Insurgentes Sur 3877 col. Fame

CP 14269 Mexico City (Mexico)

email [email protected]

Article / Publication Details

Copyright / Drug dosering / Disclaimer

Copyright: Alle rechten voorbehouden., Geen enkel deel van deze publicatie mag worden vertaald in andere talen, gereproduceerd of gebruikt in welke vorm of op welke wijze dan ook, elektronisch of mechanisch, met inbegrip van fotokopieën, opname, microscopie, of door een systeem voor het opslaan en ophalen van informatie, Zonder schriftelijke toestemming van de uitgever.
dosering van het geneesmiddel: de auteurs en de uitgever hebben alles in het werk gesteld om ervoor te zorgen dat de selectie en dosering van het geneesmiddel zoals beschreven in deze tekst in overeenstemming zijn met de huidige aanbevelingen en praktijk op het moment van publicatie., Gezien het lopende onderzoek, de wijzigingen in de overheidsvoorschriften en de constante stroom van informatie met betrekking tot medicamenteuze therapie en medicijnreacties, wordt de lezer echter verzocht de bijsluiter voor elk geneesmiddel te controleren op eventuele veranderingen in indicaties en dosering en op toegevoegde waarschuwingen en voorzorgsmaatregelen.

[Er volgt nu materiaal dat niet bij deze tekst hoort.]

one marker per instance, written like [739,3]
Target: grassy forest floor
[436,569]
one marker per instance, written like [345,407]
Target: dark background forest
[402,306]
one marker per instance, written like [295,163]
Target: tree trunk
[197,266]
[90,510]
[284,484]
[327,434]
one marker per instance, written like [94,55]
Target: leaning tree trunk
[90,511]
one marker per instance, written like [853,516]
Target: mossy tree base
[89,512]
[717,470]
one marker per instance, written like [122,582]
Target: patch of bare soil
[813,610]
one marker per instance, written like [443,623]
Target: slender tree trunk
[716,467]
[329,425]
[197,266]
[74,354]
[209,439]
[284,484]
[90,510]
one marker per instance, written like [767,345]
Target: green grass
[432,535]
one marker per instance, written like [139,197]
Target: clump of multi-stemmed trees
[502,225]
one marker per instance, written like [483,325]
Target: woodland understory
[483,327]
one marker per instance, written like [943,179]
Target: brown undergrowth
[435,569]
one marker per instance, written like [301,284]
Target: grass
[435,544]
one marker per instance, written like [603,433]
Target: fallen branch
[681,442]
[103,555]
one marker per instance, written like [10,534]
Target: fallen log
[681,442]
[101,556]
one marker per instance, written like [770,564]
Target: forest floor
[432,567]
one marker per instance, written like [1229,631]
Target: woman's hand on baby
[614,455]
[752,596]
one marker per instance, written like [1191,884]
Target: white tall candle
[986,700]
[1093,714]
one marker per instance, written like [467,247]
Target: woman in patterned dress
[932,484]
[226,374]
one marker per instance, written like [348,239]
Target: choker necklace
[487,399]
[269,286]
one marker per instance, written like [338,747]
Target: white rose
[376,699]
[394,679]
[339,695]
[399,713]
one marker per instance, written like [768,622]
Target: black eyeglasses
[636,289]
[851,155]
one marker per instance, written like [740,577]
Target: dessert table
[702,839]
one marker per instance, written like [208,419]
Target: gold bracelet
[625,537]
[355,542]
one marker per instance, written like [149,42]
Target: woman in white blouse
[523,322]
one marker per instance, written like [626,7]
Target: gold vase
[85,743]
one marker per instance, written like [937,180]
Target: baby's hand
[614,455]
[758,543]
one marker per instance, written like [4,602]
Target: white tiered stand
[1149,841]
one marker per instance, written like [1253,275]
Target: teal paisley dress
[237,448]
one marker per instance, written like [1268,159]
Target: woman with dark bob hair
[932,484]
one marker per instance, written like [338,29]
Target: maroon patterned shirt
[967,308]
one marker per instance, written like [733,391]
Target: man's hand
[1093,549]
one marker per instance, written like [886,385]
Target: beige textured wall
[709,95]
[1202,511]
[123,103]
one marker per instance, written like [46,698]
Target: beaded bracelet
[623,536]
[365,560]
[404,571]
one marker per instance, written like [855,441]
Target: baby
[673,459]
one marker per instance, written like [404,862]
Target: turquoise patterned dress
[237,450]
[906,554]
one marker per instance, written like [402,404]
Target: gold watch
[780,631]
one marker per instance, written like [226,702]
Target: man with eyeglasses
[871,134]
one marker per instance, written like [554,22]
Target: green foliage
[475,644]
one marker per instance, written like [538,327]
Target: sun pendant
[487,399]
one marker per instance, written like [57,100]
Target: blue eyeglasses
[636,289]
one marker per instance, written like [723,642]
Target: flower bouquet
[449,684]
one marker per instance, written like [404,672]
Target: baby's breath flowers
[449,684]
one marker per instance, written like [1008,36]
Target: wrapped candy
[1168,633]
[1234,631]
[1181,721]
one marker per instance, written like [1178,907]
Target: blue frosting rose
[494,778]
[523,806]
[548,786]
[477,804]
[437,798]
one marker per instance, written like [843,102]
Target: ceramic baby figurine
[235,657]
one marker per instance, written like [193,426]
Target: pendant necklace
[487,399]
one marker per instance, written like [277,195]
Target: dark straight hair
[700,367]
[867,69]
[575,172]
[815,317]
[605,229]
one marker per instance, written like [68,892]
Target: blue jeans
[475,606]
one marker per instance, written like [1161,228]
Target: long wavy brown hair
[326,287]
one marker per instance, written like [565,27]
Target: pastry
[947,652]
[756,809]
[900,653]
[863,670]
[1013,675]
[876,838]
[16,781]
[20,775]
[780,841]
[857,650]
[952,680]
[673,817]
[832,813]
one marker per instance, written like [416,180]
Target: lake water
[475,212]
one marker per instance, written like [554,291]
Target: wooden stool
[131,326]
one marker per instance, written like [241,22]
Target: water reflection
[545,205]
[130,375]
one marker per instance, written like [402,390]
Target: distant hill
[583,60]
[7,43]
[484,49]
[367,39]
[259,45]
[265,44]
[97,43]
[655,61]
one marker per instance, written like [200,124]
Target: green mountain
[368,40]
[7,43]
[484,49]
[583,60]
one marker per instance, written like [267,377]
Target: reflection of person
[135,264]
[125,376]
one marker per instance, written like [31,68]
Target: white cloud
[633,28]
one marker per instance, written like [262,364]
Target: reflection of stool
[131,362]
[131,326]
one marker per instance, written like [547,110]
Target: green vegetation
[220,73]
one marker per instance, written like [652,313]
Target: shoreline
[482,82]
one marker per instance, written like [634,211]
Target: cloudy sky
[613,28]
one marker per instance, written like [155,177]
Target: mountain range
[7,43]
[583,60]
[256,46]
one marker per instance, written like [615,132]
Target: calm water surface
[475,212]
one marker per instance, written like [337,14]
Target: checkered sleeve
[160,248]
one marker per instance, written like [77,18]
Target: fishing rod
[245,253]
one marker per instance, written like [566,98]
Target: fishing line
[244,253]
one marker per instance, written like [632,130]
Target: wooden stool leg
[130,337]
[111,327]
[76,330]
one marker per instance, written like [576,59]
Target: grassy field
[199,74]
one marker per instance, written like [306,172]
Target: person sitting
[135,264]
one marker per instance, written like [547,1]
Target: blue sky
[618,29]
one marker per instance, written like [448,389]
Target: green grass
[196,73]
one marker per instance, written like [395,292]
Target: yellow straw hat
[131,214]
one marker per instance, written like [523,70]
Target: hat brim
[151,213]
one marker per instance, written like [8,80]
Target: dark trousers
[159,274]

Dit is vooral belangrijk wanneer het aanbevolen middel een nieuw en/of zelden gebruikt geneesmiddel is.Disclaimer: De verklaringen, meningen en gegevens in deze publicatie zijn uitsluitend die van de individuele auteurs en bijdragers en niet van de uitgevers en de redacteur(s)., Het verschijnen van advertenties of/en productreferenties in de publicatie is geen garantie, goedkeuring of goedkeuring van de geadverteerde producten of diensten of van hun effectiviteit, kwaliteit of veiligheid. De uitgever en de redacteur(s) wijzen de verantwoordelijkheid af voor eventuele schade aan personen of goederen als gevolg van ideeën, methoden, instructies of producten waarnaar in de inhoud of advertenties wordt verwezen.